Nicholas is sympathetic and kind towards everyone. Dickens shows this by seeing the action through Nicholas eyes and as he is a naturally good person he condemns all cruelty. He is especially affected by Smike “The look was a very painful one, and went to Nicholas’s heart at once; for it told a long and very sad history.”
Nicholas finds Smike a sad and pathetic creature and feels deep emotion for him. Nicholas took this job at Dotheboys Hall because he didn’t want his Mother and sister Kate to go into the poorhouse; this shows his sense of duty and moral conscience. For this strong sense of respect, honour and the desire to help people we see Nicholas later triumph and win deserved happiness. It soon becomes clear that if it wasn’t for his family, or to help the boys he would have packed up and left. As it says in the text he decided “For a time, to bear whatever wretchedness might be in store for him and that remembering the helplessness of his mother and sister” He decided to tolerate the horrors of life at the Hall.

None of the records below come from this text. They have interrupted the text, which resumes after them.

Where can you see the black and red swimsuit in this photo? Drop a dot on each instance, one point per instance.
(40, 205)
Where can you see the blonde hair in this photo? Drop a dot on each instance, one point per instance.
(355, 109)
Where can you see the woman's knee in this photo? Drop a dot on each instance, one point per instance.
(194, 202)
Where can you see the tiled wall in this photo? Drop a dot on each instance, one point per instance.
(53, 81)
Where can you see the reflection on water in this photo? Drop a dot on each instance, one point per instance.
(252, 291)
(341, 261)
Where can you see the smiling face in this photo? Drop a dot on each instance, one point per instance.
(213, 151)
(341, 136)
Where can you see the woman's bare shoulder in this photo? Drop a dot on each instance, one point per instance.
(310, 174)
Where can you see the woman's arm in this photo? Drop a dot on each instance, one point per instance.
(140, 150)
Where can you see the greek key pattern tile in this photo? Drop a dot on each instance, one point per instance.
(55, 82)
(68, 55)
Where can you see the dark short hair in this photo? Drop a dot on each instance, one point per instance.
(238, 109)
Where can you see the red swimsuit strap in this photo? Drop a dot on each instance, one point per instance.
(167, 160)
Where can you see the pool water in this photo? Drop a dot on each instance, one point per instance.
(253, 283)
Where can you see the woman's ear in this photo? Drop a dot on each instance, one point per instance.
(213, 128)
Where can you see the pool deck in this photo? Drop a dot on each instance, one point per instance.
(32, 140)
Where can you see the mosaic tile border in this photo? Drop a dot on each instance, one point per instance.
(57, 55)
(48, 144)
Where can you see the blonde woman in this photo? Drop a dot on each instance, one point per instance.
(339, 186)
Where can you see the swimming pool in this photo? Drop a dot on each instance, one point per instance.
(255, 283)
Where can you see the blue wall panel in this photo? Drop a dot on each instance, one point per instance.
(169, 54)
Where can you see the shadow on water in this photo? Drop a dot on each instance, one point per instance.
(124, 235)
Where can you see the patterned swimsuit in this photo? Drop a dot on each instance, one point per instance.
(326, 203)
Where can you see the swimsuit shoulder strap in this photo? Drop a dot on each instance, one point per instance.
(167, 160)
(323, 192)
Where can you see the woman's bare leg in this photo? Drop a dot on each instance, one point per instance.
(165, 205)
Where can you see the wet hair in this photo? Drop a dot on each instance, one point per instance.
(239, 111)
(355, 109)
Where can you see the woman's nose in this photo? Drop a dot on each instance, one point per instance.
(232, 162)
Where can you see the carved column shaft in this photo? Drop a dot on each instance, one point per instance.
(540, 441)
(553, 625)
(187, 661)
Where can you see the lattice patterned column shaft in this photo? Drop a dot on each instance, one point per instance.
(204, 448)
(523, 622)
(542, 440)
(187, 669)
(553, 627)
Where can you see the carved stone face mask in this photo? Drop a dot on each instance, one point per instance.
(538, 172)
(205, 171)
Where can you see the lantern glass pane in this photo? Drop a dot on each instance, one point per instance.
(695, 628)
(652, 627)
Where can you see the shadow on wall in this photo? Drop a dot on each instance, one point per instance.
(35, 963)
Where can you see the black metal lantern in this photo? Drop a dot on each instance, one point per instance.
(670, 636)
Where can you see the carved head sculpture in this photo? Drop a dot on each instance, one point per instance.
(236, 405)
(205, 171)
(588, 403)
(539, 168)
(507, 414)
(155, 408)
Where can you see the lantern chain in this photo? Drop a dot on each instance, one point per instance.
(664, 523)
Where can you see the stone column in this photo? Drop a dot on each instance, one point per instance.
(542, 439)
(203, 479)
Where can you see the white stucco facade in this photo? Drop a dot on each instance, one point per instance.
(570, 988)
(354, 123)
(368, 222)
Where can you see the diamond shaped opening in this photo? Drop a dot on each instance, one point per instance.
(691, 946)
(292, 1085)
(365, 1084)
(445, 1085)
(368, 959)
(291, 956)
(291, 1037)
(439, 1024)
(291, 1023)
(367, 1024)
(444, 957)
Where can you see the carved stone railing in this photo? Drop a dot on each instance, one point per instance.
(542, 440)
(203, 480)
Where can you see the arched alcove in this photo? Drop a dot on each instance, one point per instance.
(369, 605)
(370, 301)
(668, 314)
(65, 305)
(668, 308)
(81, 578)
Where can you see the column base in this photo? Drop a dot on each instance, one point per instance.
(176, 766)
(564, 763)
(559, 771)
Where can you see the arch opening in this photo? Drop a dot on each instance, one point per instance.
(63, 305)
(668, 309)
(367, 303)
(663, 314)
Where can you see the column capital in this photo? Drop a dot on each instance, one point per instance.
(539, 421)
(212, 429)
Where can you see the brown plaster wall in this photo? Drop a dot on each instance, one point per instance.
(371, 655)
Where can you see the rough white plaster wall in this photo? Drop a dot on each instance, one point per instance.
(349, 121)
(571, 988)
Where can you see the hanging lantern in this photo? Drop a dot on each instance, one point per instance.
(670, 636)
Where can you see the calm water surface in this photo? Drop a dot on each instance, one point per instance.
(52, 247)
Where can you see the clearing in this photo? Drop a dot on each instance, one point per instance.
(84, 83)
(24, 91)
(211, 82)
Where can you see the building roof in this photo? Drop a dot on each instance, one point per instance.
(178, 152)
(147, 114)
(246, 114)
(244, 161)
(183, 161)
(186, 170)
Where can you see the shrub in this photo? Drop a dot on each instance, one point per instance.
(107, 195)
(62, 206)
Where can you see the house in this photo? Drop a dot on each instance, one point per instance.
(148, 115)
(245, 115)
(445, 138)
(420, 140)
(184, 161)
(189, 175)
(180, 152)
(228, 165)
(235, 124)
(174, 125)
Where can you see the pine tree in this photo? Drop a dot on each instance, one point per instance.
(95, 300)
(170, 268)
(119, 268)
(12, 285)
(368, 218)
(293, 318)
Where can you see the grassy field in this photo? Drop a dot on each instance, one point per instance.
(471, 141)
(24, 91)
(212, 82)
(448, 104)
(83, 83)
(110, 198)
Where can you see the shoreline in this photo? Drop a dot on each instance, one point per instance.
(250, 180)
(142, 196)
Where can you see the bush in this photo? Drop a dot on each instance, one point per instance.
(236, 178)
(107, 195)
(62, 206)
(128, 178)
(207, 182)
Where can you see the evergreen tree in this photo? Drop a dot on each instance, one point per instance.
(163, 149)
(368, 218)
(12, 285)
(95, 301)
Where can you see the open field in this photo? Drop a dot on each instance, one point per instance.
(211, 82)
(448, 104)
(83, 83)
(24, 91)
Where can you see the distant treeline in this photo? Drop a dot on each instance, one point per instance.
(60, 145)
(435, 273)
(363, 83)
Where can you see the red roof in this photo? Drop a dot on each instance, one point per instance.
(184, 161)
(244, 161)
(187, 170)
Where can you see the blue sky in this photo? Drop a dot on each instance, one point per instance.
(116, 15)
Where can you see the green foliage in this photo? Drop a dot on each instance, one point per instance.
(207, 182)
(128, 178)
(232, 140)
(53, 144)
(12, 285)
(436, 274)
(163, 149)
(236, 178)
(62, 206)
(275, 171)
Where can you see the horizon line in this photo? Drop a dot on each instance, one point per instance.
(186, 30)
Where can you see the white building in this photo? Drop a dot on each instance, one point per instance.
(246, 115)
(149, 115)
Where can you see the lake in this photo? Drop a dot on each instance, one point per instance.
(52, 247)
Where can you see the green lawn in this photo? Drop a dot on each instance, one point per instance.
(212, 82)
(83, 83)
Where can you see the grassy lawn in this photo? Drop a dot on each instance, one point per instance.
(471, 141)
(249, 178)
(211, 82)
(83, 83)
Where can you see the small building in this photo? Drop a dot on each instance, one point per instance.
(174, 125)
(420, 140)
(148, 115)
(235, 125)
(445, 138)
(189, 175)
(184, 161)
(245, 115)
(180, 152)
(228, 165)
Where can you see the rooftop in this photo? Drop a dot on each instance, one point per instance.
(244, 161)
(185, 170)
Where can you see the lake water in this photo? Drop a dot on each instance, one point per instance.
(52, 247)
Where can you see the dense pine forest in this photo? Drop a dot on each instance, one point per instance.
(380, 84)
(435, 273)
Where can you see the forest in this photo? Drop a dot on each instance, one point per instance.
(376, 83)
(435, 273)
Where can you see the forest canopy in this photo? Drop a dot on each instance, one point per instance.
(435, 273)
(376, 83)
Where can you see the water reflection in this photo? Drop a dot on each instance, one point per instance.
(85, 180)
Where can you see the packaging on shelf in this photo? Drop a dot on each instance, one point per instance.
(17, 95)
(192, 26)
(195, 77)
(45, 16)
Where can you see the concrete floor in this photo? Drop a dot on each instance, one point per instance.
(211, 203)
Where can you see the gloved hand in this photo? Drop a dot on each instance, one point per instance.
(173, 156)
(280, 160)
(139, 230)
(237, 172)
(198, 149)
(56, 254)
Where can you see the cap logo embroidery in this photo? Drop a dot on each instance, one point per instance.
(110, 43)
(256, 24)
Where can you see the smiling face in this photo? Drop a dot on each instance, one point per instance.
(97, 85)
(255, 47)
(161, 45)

Nicholas after so long becomes angry “ Nicholas sat down, so depressed and self-degraded by the consciousness of his position, that if death could have come upon him at that time he would have been almost happy to meet it.” It is obvious that he is deeply shocked and been keeping his feelings bottled up inside, so that when he contemplates his fate, “Nicholas signed involuntarily at the though of the agreeable domestic prospect thus opened to him.” When Squeers was beating Smike Nicholas couldn’t take it any more he has held himself back so many times from saying something to Squeers that he was going to explode if he didn’t say anything. Nicholas suddenly cried out ‘Stop!’ in a voice that made the rafters ring. Mr. Squeers didn’t no where this sound had come from and he shouted ‘Who cried stop?’ ‘I’, said Nicholas. Nicholas couldn’t watch these beatings to the boys any more and had to take matters into his own hands, he had to try and stop Squeers doing this. Nicholas told Squeers again ‘I must not,’ repeated Nicholas, nothing daunted; ‘shall not. I will prevent.’ Nicholas was getting more and more angry with Squeers because he wasn’t listening to him and was getting ready to hit him. ‘My blood is up, and I have the strength of ten such men as you. In a violent outbreak Nicholas got Squeers. Nicholas sprang upon him, wrested the weapon from his hand, and pinning him by the throat, beat the ruffian till he roared for mercy. Only Smikes beating that makes him react over comes him and turn on Squeers.
In these three chapters, Dickens creates both a complex and clear picture of how one of his hero-figures mind works. Dickens is telling us how a decent person should think and act through his portrayal of Nicholas, we also realise what is important to him. They should want things to change for the better, they should fight injustice, and they should always put others before themselves. Dickens always explains his hero’s action by linking them to their feelings i.e. we are never given insight into Uncles Ralph mind, but we always have an insight into Nicholas’s. A hero on Dickens terms should always be: brave, kind, honest and sympathetic. Nicholas character brings together episodes to a very strong thread of Dickens work: entertainment. He manages to get across the pain and suffering of the boys so well, he really captures the reader’s heart through his descriptions of Smike and the appearance of the children. After his own family’s suffering he knew just how cruel the legal system was, and so he wanted the members of the upper class to read his novels and change the life of such people.